1/2 Mes TCA ne se voient pas
J’ai un rapport malsain à la nourriture. En 2018, je me sentais tellement mal dans mon corps que j’ai pris la décision de ne plus rien manger à part une compote pendant quarante-huit heures. C’était le seul moyen pour maigrir car j’avais déjà testé plein de choses : des régimes, le sport… Rien ne fonctionnait. En deux mois, j’ai perdu quinze kilos et tout le monde, que ce soit au lycée ou mes proches, me disaient que j’avais « fondu » sans s’inquiéter du pourquoi et du comment. J’étais tellement heureuse qu’on le remarque que j’ai continué.
L’été, je passais mes journées sur Paris à marcher des kilomètres sans rien manger et, dès que je rentrais, je mentais à ma mère et lui disais que j’avais mangé dehors pour ne pas qu’elle me force à manger. Ça ne fonctionnait pas toujours et, quand elle me forçait, je mangeais le moins possible. Je me rappelle même une fois avoir donné le steak haché à manger à mon chien en cachette.

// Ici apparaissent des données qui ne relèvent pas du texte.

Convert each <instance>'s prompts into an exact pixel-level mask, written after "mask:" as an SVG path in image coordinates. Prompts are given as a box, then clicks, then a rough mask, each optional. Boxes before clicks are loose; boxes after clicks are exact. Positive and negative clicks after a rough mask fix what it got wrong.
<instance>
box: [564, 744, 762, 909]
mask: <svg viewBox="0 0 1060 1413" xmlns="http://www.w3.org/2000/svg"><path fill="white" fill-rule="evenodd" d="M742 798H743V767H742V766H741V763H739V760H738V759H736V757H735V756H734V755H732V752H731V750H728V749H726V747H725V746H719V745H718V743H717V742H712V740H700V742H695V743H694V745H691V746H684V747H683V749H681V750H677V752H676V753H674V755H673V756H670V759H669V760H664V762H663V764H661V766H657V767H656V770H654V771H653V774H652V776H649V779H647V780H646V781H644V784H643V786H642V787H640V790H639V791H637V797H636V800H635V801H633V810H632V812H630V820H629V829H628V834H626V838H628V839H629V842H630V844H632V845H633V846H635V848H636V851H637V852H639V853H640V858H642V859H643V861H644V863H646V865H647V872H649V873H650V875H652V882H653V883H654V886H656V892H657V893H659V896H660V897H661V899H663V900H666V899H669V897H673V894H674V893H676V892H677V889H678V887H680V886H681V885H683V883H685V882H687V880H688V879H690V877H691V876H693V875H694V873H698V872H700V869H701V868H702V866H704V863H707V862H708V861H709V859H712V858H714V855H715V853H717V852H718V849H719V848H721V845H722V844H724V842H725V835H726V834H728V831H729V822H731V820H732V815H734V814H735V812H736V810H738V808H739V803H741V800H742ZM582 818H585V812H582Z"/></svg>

Je ne me souviens pas avoir déjà eu une discussion concernant la nourriture avec ma mère, elle n’a jamais prêté attention au fait que je mange peu ou trop.
J’attends qu’elle aille se coucher
En 2019, j’avais repris du poids et, mon ex me le faisant bien comprendre, j’ai décidé de passer à une étape supérieure : me faire vomir. Mon corps me dégoûtait et mon seul objectif était de retrouver mon poids de 2018.
Aujourd’hui, ça fait trois ans que je me fais vomir lorsque ça ne va pas, et ma mère ne m’a jamais entendue faire ça. Généralement, j’attends qu’elle aille se coucher ou que je sois toute seule à la maison pour le faire. La seule fois où elle m’a surprise, je lui ai dit que j’avais mal au ventre et que j’étais malade.
Dès que je regrette d’avoir mangé quelque chose de très gras et que je ne me sens pas bien mentalement, je décide de me faire vomir comme si je voulais me punir. Mes copines, ma sœur et mes anciens copains ne l’ont jamais su non plus. J’attends d’être toute seule, et je fais le moins de bruit possible.
Mon poids change mais mon corps reste à peu près le même, c’est pour ça aussi que personne ne le remarque.
J’ai enfin pu me confier sur mes TCA
J’ai toujours gardé ça pour moi, jusqu’en janvier 2022, quand j’ai décidé d’en parler à une copine suite à une crise assez forte. Ça m’a donné envie de me confier. J’ai eu très peur de sa réaction et les mots ont eu du mal à sortir de ma bouche, j’étais extrêmement gênée en lui expliquant. Elle a été bienveillante et me donne envie d’en parler de plus en plus, mais je ne pense pas encore être prête à en parler à ma mère. Elle ne comprendrait pas. Dans la vie de tous les jours, elle trouve toujours que j’exagère tout ce que je ressens.
Je pense prendre prochainement rendez-vous chez un professionnel car je sais l’impact négatif que ce trouble a sur ma vie, que ce soit mentalement, au niveau de la confiance en soi ou encore sur mes relations amicales et amoureuses. J’ai réellement envie de guérir car les TCA me gâchent la vie.
Ema, 20 ans, étudiante, Pontault-Combault
Crédit photo Pexels // CC cottonbro
Déconstruire les préjugés sur les TCA
Le 2 juin, c’est la journée mondiale des troubles des conduites alimentaires (TCA). Souffrir de TCA, c’est aussi subir les idées reçues sur sa maladie. Déconstruisons ensemble quelques préjugés.
NON, les TCA ne concernent pas que les ados
Près d’un million de Français·es souffrent de TCA, dont 500 000 adultes. Plus de la moitié ne sont pas diagnostiqué·es, en partie parce qu’on considère souvent que ces maladies ne touchent que les ados.
NON, les TCA ne sont pas un caprice…
…même s’ils apparaissent majoritairement à l’adolescence. Ce sont des troubles complexes qui doivent être traités par des spécialistes, le plus tôt possible. Considérer ces troubles comme une période de transition ne fait que retarder la prise en charge et le processus de guérison.
NON, les TCA ne concernent pas que les filles
Au moins 10 % des personnes souffrant de TCA sont des hommes. Dans le cas de l’hyperphagie boulimique, il y autant d’hommes que de femmes malades. Ce préjugé empêche beaucoup d’hommes d’être diagnostiqués.
NON, guérir de TCA n’est pas qu’une question de volonté
Comme pour soigner toutes les maladies psys, la volonté ne suffit pas à guérir. Ces troubles sont très addictifs, c’est pourquoi la prise en charge médicale est indispensable. Aussi, tout n’est pas dans la tête : les TCA peuvent aussi être dus à des facteurs génétiques et biologiques.